Question about Lifter Oil Gallery Plugs

-
I've seen people replace the worthless nylon toothed timing gear with another worthless nylon gear,

Well, thats not the case here. I bought the car from the original owner, and he never opened up the motor, so these plugs were factory installed. The pic I posted was just for illustrative purposes... not my engine, and the plugs in my engine weren't plated.
 
I've seen them both ways. When I bought my Cuda it had a rebuilt 360 in it that had somewhat low (10 @ idle and 40 max with a HV pump) oil pressure. I started tearing into it and found the 2 galley plugs missing and thought, ahh! Found the problem. Installed plugs and it made no change what so ever. Do I install them when I rebuild an engine? Yes. Does it need them? Probably not, but why chance it over $2 worth of parts.
 
I just walked up to the garage and looked at an un-molested 72 318 block, the plugs are in there, with no drilled bolts and an oil slinger for the timing chain.

The 72 340 I just rebuilt had the plugs.

The 94 360 I rebuilt last year did not have the plugs.
 
My 69 340 doesn't have them and carried 40lbs oil pressure hot at idle.

I am putting on a milodon gear drive and will have to put the plugs in as there are two extra holes in the gear drive plate that will partially uncover the galley holes and bleed off oil pressure
 
...then why is there only 2 in a freeze plug kit?? If for the rocker shafts, wouldn't you need 4?

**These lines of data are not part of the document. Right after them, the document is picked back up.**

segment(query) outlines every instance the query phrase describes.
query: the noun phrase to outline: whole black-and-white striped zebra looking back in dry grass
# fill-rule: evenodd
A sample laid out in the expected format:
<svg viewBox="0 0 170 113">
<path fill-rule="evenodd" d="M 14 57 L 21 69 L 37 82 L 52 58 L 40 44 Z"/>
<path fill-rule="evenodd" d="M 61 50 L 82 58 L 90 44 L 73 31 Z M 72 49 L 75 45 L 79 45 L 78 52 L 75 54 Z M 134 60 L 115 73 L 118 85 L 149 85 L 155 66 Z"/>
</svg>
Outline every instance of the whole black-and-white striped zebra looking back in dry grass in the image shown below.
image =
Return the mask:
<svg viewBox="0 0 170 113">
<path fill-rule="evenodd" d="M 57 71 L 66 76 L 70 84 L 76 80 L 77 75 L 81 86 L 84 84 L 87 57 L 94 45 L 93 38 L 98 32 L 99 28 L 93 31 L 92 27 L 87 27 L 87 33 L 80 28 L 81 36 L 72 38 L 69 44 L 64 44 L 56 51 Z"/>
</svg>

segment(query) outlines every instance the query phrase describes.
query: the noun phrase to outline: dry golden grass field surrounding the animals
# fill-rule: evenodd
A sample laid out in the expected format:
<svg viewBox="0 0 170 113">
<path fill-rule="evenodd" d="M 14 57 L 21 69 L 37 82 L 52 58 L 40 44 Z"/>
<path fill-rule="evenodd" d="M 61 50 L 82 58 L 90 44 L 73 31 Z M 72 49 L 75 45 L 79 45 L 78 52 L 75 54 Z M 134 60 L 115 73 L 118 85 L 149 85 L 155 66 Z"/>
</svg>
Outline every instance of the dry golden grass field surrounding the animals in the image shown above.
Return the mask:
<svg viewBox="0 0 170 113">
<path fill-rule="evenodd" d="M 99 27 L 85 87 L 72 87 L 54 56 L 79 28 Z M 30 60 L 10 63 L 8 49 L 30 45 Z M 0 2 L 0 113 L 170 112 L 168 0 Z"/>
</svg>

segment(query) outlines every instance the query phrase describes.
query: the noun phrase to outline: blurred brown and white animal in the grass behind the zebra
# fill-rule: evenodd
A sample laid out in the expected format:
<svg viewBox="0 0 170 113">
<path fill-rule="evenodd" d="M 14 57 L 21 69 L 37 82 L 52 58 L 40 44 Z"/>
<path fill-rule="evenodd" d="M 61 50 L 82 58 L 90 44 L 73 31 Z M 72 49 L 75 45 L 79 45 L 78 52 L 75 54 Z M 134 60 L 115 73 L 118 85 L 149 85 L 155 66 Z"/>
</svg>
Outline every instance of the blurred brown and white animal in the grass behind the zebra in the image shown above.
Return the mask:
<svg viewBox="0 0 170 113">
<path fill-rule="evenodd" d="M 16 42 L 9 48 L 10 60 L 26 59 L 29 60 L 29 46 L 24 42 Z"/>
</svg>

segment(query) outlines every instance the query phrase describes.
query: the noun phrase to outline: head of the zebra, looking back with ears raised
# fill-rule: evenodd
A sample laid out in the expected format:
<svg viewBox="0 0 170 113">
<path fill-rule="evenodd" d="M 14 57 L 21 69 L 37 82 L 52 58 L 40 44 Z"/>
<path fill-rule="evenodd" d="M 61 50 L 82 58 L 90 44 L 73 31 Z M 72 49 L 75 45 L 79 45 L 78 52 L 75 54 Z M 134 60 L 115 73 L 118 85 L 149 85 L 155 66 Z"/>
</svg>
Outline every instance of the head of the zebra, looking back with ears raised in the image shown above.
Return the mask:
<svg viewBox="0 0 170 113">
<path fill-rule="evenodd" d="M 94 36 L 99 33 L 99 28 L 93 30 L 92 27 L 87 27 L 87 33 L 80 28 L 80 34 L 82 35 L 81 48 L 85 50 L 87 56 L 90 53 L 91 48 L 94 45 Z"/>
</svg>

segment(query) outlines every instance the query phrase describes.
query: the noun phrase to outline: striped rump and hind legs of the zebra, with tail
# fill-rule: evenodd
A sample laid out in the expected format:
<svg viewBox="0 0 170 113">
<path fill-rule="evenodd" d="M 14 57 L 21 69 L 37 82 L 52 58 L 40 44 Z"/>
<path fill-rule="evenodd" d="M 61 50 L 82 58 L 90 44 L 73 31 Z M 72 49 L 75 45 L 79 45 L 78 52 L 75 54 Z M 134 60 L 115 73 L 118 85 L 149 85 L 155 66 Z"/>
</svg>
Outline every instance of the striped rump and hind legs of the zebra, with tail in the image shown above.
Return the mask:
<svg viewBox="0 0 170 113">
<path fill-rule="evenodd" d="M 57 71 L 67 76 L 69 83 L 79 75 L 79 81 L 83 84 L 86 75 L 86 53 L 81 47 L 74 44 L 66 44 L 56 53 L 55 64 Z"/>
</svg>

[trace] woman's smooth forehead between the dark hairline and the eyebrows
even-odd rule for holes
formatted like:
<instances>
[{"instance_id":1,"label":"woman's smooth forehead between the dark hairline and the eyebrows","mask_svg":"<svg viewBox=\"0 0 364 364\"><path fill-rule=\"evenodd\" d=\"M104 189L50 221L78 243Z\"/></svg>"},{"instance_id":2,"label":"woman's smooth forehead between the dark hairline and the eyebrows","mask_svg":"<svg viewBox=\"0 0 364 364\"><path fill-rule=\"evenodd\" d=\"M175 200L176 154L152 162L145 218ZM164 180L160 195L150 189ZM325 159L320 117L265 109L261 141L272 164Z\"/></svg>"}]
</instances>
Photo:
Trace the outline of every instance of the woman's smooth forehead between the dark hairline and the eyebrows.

This is what mine looked like upon disassembly (not quite as clean, though). It is the original, numbers, never been apart before( according the orig. owner) 273 2 bbl engine. Also had the orig. nylon timing gear and s-t-r-e-t-c-h-e-d timing chain to prove it.

camthrustplate001-1.jpg


thanks for posting this picture and answering a question of mine
 
My 360 has 2 small 1/8 inch holes drilled in each plug I assume for timing chain lubrication.